Moses Frank M, Lee Jennifer S
Gastroenterology Service, Walter Reed Army Medical Center, Washington, DC 20307-5001, USA.
Dig Dis Sci. 2004 Nov-Dec;49(11-12):1791-7. doi: 10.1007/s10620-004-9572-5.
High-level disinfection (HLD) of GI endoscopes is readily achieved when published guidelines are observed. Contamination is linked to breakdowns in accepted procedure. However, there is no recognized method of verifying adequacy of endoscope reprocessing in routine practice and no data regarding current quality assurance (QA) practice. Prior reports have demonstrated a wide variation in routine clinical practice of GI endoscopy HLD. The goal of this study was to determine current practice at regional endoscopy centers with regard to endoscope cleaning and HLD, maintenance, and QA practice. An anonymous multiple-choice questionnaire was mailed to 367 SGNA members in Pennsylvania, Delaware, Virginia, Maryland, and District of Columbia and completed by 230 (63%). The majority of responders were hospital-based and 59% of the units performed over 3000 procedures per year. After use the endoscope was hand-carried or transported in a dry container (97%) to a separate cleaning room (85%) for HLD by technicians (40%). Wide variations existed in manual step procedures including use of disposable (50%) brushes and number of times channel brushed: once (21%), twice (35%), or three to five times (37%). Soaking duration in disinfectant (70% gluteraldehyde) was for <10 min (8%), 10-20 min (35%), 20-30 min (38%), 30-40 min (7%), and >40 min (3%). Sixty-seven percent had an active unit infection control (IC) service and 98% had a QA program. Monitoring of cleaning effectiveness was by visual inspection (50%) and culturing endoscopes (17%). Culture was done weekly (1%) and <biannually (6.5%) and performed by swabing the endoscope end (5%) or rinsing the biopsy channel (8%). If culture positive, most would remove the instrument from clinical use and reevaluate the protocol and personnel for technique lapses. Two respondents were aware of a procedure-related infection. Wide practice variations were noted in manual cleaning and in soaking time during automated HLD in this community.
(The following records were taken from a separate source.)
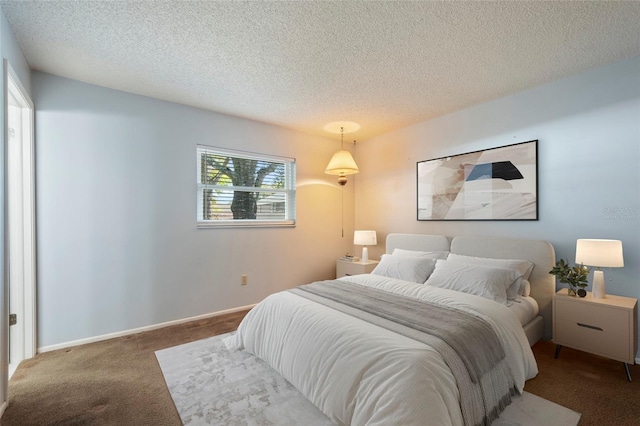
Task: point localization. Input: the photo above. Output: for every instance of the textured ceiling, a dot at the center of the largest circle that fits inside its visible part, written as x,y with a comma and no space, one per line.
302,64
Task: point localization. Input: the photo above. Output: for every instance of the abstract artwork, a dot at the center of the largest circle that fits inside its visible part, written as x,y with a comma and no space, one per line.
493,184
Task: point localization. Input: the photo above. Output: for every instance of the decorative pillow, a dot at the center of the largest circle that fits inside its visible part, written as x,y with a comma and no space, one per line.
490,283
425,254
416,269
524,267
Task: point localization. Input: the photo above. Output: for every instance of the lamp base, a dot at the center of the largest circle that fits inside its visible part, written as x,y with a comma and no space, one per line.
598,285
365,254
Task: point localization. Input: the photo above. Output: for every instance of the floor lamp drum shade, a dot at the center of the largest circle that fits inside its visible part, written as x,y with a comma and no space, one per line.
365,238
342,163
601,254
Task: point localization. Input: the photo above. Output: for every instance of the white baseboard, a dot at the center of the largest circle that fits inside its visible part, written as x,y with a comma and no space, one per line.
139,330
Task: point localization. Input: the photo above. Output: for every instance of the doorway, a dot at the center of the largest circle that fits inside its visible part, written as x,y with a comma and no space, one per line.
20,220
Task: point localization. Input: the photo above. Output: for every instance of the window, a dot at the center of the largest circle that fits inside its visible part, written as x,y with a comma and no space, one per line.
245,189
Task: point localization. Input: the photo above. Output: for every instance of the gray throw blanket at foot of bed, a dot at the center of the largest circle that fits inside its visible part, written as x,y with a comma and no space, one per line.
467,343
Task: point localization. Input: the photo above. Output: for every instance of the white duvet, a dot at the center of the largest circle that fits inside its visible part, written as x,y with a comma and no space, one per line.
361,374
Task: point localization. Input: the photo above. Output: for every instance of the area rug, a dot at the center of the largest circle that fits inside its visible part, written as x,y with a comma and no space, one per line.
213,386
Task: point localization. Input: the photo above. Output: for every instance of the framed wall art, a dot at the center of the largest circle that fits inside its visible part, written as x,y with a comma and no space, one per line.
492,184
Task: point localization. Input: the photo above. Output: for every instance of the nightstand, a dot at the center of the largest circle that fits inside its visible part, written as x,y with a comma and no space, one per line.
606,327
346,268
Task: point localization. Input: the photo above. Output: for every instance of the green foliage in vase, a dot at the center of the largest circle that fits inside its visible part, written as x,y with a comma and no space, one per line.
576,276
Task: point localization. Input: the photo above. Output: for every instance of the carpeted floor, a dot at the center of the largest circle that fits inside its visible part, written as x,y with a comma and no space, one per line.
119,382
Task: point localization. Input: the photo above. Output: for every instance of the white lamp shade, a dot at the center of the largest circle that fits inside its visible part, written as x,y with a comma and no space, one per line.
342,163
600,253
364,238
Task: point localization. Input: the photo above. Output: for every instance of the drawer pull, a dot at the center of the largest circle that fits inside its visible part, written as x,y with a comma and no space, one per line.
593,327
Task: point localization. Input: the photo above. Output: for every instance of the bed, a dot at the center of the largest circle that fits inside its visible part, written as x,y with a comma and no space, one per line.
378,349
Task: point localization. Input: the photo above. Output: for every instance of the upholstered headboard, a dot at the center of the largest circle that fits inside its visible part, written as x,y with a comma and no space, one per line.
541,253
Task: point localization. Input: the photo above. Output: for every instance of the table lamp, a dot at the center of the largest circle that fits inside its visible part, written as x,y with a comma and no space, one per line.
364,238
599,253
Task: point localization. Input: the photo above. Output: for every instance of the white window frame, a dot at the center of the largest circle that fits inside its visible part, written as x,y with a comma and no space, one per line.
289,190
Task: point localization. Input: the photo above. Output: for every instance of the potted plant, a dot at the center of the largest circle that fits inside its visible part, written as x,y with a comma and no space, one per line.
576,276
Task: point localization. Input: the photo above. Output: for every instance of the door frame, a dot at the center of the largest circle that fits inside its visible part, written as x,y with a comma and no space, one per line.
29,230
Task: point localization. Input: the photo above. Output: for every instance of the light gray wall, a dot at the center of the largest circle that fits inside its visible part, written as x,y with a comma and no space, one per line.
118,246
12,53
588,127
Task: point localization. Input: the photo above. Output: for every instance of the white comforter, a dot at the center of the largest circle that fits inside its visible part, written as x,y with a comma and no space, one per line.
358,373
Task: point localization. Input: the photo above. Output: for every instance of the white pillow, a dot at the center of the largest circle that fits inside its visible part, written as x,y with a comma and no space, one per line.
484,281
524,267
425,254
415,269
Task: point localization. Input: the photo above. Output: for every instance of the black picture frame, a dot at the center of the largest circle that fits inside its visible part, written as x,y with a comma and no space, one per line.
492,184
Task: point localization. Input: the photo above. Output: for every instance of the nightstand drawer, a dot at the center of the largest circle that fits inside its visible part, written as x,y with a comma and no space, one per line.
583,336
609,320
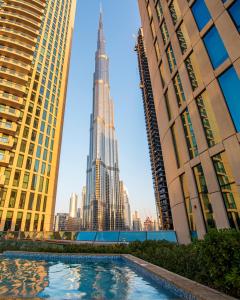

Fewer variations were noted in cleaning personnel and training, location and methods of cleaning, and presence of IC services and QA programs. Endoscope culturing was infrequently done and positive cultures were rare. While most units claim to have ongoing QA programs, few use objective criteria to monitor effective disinfection or lapses in technique. Iatrogenic infection is uncommonly recognized following GI endoscope procedures.
遵循已发布的指南时,可轻松实现胃肠内镜的高水平消毒(HLD)。污染与公认程序的失误有关。然而,在常规实践中,尚无公认的方法来验证内镜再处理的充分性,也没有关于当前质量保证(QA)实践的数据。先前的报告表明,胃肠内镜HLD的常规临床实践存在很大差异。本研究的目的是确定区域内镜中心在胃镜清洗、HLD、维护和QA实践方面的当前做法。向宾夕法尼亚州、特拉华州、弗吉尼亚州、马里兰州和哥伦比亚特区的367名SGNA成员邮寄了一份匿名多项选择题问卷,230人(63%)完成了问卷。大多数受访者来自医院,59%的单位每年进行超过3000例手术。使用后,内镜由人工携带或放在干燥容器中(97%)运至单独的清洗室(85%),由技术人员进行HLD(40%)。手动步骤程序存在很大差异,包括使用一次性刷子(50%)以及对通道刷洗的次数:一次(21%)、两次(35%)或三至五次(37%)。浸泡在消毒剂(70%戊二醛)中的时间为<10分钟(8%)、10 - 20分钟(35%)、20 - 30分钟(38%)、30 - 40分钟(7%)和>40分钟(3%)。67%的单位有活跃的单位感染控制(IC)服务,98%的单位有QA计划。通过目视检查(50%)和对内镜进行培养(17%)来监测清洗效果。培养每周进行一次(1%),半年内少于两次(6.5%),通过擦拭内镜末端(5%)或冲洗活检通道(8%)进行。如果培养呈阳性,大多数单位会将该器械从临床使用中移除,并重新评估方案和人员的技术失误情况。两名受访者知晓与操作相关的感染。在这个群体中,可以注意到手动清洗和自动HLD浸泡时间存在很大差异。在清洗人员和培训、清洗地点和方法以及IC服务和QA计划的存在方面差异较小。内镜培养很少进行,阳性培养结果也很少见。虽然大多数单位声称有持续的QA计划,但很少使用客观标准来监测有效消毒或技术失误情况。胃肠内镜手术后医源性感染很少被识别。